I am writing this on gorilla-repl.  So, in my project.prj file I listed my dependencies as

(defproject quandl-clojure "0.1.0-SNAPSHOT"
  :description "Process data from quandl"
  :dependencies [[org.clojure/data.json "0.2.6"]
                 [kixi/stats "0.3.9"]
                 [clj-http "3.7.0"]]
  :main ^:skip-aot gorilla-test.core
  :target-path "target/%s"
  :plugins [[lein-gorilla "0.4.0"]]
  :profiles {:uberjar {:aot :all}})

One other option is to use boot and define your dependencies dynamically.  But not today.

Let me start with my namespace.

(ns quandl-clj
   (:require [clojure.data.json :as json])
   (:require [kixi.stats.core :as ks])
   (:require [clj-http.client :as client]))

nil

Below is the function that talks with the quandl API to download the data and convert it into a convenient map.

(defn quandl-get [api-key data-set start end]
  (-> (apply str 
             "https://www.quandl.com/api/v3/datasets/"
             data-set 
             ".json"
             "?api_key=" api-key 
             "&start_date=" start 
             "&end_date=" end)
      client/get
      (get :body)
      json/read-str
      (get "dataset")))

#'quandl-clj/quandl-get

Now that we can fetch data from quandl, let us do something with it.

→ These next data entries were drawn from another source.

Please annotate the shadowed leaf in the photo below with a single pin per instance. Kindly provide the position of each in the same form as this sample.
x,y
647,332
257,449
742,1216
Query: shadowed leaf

First, let me download some data from quandl.  In order to run the code below, you will need to get your own api-key from quandl.  I am going to assume you already have one:

 (def raw-data (map #(quandl-get *YOUR-API-KEY* % "2017-01-01" "2017-12-31") 
              '("ECB/EURCAD" "ECB/EURUSD" "ML/AAATRI" "ML/AAAEY" "NASDAQOMX/NQGI")))

#'quandl-clj/raw-data

I need to convert quandl data to a sequence of maps.  Quandl’s JSON lists column names, but I set the function so that you can also provide your own column names.

(defn process 
  ([data](let [col-names (map keyword (get data "column_names"))]
             (map (fn [xs] (zipmap col-names xs)) (get data "data"))))
  ([data col-names] (map (fn [xs] (zipmap col-names xs)) (get data "data"))))

#'quandl-clj/process

OK. Now, let me calculate the mean and the variance of EUR/CAD exchange rates.

(let [CAD (process (nth raw-data 0) '(:Date :Value))]
   {:mean     (transduce (map :Value) ks/mean CAD)
    :variance (transduce (map :Value) ks/variance CAD)})

{:mean 1.4544239361702123, :variance 0.0015927670710546838}

And, let me calculate the correlation between EUR/CAD and EUR/USD exchange rates.

(transduce identity  
           (ks/correlation :CAD :USD) 
           (map conj (process (nth raw-data 0) '(:Date :CAD)) 
                     (process (nth raw-data 1) '(:Date :USD))))

0.6493154811299391

An analysis

R-language does all of these statistical analyses and much much more, readily and easily. If you’d like to do exploratory data analysis then I would strongly suggest that you learn R and use it. One can do what I have done above with python with scipy, pandas and matplotlib, but personally I find python a little awkward to use. I mainly use it as a teaching tool.

I wrote the same code in common lisp few days ago. I like lisp: any vanilla lisp code is rock solid, and the code I wrote is going to run as is any years from now.  But I used some external libraries, and in order to run these in the future as is, I would need the libraries I used to be around by then. Not likely.

I chose clojure because it is fun to write clojure code even though the code (because of its external dependencies) most likely won’t run as is a year or two from now. Scala is fun too, but I really didn’t want to go through the painful process of explicitly writing the column types of each dataset I am going to fetch from quandl.